The collaboration’s first meeting was held in the United States at RAND in June 2005; after that, workshops were held successively at five- or six-month intervals in Moscow, Beijing, Tokyo, and Seoul, each one hosted by the participating institution(s) in the particular city using its own institutional support. North Korea was invited to send one or more participants to most of the five workshops, and two or three North Korean representatives expressed interest in attending.

North Korea did not, however, participate in any of the meetings. The project consisted of several tasks and phases:

  • Identify and describe the economic, political, and security characteristics of the North Korean system that impede its modernization, progress, productivity, and fruitful integration into the global system.
  • Formulate and elaborate multiple themes, or instruments, whose peaceful implementation by and within North Korea can contribute to modernizing the North Korean system, thereby improving living conditions for the North Korean people, reducing the threat that North Korea poses to its neighbors, and enhancing North Korea’s ability to participate more productively and effectively in the global system.
  • Divide these multiple instruments among political, economic, security, and socio-cultural “baskets.”
  • Select from the baskets varying combinations of the instruments to illustrate alternative operational plans (“portfolios”) for initiating the modernization process, along with specified conditions associated with each plan’s potential implementation.

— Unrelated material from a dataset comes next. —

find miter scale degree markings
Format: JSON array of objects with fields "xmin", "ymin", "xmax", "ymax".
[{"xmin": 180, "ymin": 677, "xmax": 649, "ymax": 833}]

Each institution within the collaborative endeavor brought its own perspective to the assessment of the illustrative plans, but all six institutions were able to reach a consensus plan built around a subset of diverse policy instruments and associated conditions, phased sequencing, costs, and anticipated consequences.

This report is not and is not intended to be a conference report on the meetings that were held. Instead, it tells the story of what took place at the workshops, which constituted a research endeavor that might be termed “participatory systems analysis” in that the participants, in analyzing the North Korean system and how to motivate its modernization, fused their sometimes divergent but often overlapping and reconcilable perspectives on that system. Hence, this report reflects the extensive give-and-take that ensued at the five workshops.

It describes and documents the method, content, and results of the collaborative endeavor, and most likely will interest government officials and analysts within the participants’ countries, and in North Korea itself, as well as outside specialists and observers concerned with Korea, East Asia, and international security.

An earlier draft of this report was circulated for comments to the five institutions other than RAND that were involved in the project, any of which may produce their own reports.

This research was sponsored by the Smith Richardson Foundation and the John D. and Catherine T. MacArthur Foundation and conducted within the RAND Center for Asia Pacific Policy. The RAND Center for Asia Pacific Policy, part of International Programs at the RAND Corporation, aims to improve public policy by providing decisionmakers and the public with rigorous, objective research on critical policy issues affecting Asia and U.S.-Asia relations.